Want to read the craziest I’m-thankful-in-everything scenario ever said? It has only been said in this place by only one man. Strange sounds, organs, all around him and here is the verse: “I will sacrifice to You with the voice of thanksgiving” (Jonah 2:9). No big deal, you think? It is a big deal when you realize who said that! Jonah—while he was in the belly of the whale. He gave thanks when he was inside a whale. If Jonah could say it where he was then you and I can be thankful in whatever situation we find ourselves.

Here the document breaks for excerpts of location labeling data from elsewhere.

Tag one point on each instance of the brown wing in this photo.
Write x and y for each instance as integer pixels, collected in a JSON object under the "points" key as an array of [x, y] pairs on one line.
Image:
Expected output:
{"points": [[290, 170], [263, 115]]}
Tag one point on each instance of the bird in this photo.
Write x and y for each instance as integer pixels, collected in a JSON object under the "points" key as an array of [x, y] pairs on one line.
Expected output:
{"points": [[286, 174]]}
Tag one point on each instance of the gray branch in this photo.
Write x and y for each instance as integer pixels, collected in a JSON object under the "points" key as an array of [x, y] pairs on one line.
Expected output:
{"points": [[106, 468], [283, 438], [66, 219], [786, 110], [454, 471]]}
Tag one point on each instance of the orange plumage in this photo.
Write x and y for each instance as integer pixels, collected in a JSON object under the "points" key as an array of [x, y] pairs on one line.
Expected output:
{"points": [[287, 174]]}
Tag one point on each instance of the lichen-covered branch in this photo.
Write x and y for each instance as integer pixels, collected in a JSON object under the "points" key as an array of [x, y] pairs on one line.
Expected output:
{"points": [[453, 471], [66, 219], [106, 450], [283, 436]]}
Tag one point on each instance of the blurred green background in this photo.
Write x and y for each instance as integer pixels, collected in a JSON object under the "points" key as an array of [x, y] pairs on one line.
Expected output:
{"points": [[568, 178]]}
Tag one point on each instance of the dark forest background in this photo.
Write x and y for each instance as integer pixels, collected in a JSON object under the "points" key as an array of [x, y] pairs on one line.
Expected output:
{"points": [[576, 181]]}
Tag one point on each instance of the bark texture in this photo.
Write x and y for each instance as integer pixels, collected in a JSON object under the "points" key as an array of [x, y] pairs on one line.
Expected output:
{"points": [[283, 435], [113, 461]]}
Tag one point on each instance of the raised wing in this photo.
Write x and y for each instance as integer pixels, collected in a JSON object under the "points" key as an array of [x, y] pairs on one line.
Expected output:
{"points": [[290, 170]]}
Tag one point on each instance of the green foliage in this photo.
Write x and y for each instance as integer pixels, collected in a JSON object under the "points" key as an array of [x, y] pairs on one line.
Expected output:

Famous English Bible scholar Matthew Henry was once attacked and robbed. Afterward he wrote in his diary: “Let me be thankful, first, because he never robbed me before; second, although he took my purse, he did not take my life; third, because although he took all I possessed, it was not much; and fourth, because it was I who was robbed, not I who robbed.”

I believe it’s God’s will to thank Him before you ask Him. As Philippians 4:6 says, you are to make your requests known with thanksgiving.” Thank Him before you ask Him. It will purge your asking. How does thanksgiving purge the ask? Thanksgiving reminds you of all that God has already given to you.

Former New York Yankees second baseman, Bobby Richardson, who is also a strong Christian, prayed at a meeting of the Fellowship of Christian Athletes. This was his short prayer: “Dear God, Your will: nothing more, nothing less, nothing else!” Remember what Paul said, “in everything,” not “for everything.” That’s the pillow R. T. Kendall speaks about.

In The Hiding Place, Corrie Ten Boom relates an incident that taught her this principle of being thankful in every situation. During World War II, she and her sister, Betsy, had been arrested for hiding Jews. They were both transferred to the concentration camp at Ravensbruck and found that their living quarters were infested with fleas, making a bad situation worse. She was complaining about it one day, when her sister reminded her of Paul’s words to give thanks in everything. Then she challenged Corrie to give thanks for the fleas. She made a choice to offer thanks for the fleas anyway. Later, she found out that the fleas had actually protected them from the assaults of the German soldiers.

Christian poet George Herbert wrote these powerful words: “Thou who hast given so much to me, give me one more thing—a grateful heart!”